Dr Lois Burke
IASH Digital Scholarship Postdoctoral Fellow, October 2020-July 2021
Project title: ‘Scottish Women Writers of the Golden Age of Children’s Literature: Connections, Creativity, and Children’s Cultures.’
Dr. Lois Burke completed her PhD in 2019 at Edinburgh Napier University, where she was the recipient of a 50th Anniversary Scholarship. She then took up a Residential Research Library Fellowship at her alma mater, Durham University, before joining the Reference Services department at the National Library of Scotland. Her work focuses on nineteenth-century archives and collections, particularly those that represent the writings of women and children. Since 2016 she has worked closely with the Museum of Childhood in Edinburgh and has co-curated 3 exhibitions there: ‘Bedtime Stories’, ‘Growing up with Books’, and ‘Changing Childhood.’ She is a member of the editorial board for the bilingual journal Jeunesse: Young People, Texts, Cultures. Her work has featured in venues including Victorian Periodicals Review, The Conversation, and Durham University’s The Impossible Podcast. She is currently preparing a monograph, Victorian Girls Writings: Girlhood Cultures of Authorship in the Nineteenth Century , for publication.
This project, ‘Scottish Women Writers of the Golden Age of Children’s Literature: Connections, Creativity, and Children’s Cultures’ utilises Edinburgh’s unique collections to reveal the importance of forgotten Scottish women writers of the first Golden Age of children’s literature, 1865–1915. Through the use of Digital Humanities tools and methodologies, this project demonstrates that Scottish women writers played a significant but heretofore unacknowledged role in the burgeoning development of children’s print culture in the late-Victorian period.
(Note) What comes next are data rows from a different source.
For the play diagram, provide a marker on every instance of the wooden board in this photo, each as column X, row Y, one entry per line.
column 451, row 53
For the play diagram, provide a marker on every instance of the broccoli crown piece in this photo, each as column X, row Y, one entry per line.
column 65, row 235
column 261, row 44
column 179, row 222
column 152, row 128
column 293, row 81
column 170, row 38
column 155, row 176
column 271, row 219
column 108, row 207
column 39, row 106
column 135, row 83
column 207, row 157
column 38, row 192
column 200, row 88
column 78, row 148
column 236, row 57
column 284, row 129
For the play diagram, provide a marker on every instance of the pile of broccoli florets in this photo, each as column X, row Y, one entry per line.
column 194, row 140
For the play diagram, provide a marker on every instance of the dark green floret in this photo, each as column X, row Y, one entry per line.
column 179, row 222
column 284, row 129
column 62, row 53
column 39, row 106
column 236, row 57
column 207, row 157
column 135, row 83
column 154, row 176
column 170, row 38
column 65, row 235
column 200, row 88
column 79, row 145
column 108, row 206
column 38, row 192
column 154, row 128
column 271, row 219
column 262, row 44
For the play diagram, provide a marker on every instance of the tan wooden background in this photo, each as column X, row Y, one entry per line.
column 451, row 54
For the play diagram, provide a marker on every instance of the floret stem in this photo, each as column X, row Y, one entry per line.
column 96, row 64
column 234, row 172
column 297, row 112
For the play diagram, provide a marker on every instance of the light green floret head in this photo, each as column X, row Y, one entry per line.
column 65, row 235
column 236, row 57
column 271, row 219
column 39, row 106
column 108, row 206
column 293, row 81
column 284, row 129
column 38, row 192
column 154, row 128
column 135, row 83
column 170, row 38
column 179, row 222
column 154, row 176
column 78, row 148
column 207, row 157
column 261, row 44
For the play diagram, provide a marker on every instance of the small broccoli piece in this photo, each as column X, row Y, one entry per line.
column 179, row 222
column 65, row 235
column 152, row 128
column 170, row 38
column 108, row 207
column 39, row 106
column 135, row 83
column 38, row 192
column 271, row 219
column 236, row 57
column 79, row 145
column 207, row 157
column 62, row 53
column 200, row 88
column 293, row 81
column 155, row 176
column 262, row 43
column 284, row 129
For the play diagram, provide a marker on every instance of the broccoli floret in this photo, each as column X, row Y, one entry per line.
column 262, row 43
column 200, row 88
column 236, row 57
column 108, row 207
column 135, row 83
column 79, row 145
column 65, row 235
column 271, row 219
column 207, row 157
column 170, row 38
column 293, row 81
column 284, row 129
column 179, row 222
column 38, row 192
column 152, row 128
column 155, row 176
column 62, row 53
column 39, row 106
This project will piece together the scant pieces of archival evidence of Scottish women writers and their readers during this period, demonstrating an ethical and reparative research imperative. It will situate this history of cultural connection between Scottish women writers alongside the collaborations between groups of late-Victorian child readers, and in doing so newly evaluate the significance of these intertwined and simultaneous networks, which have never been explored in parallel. Lois will map these socio-cultural networks using the software GraphCommons.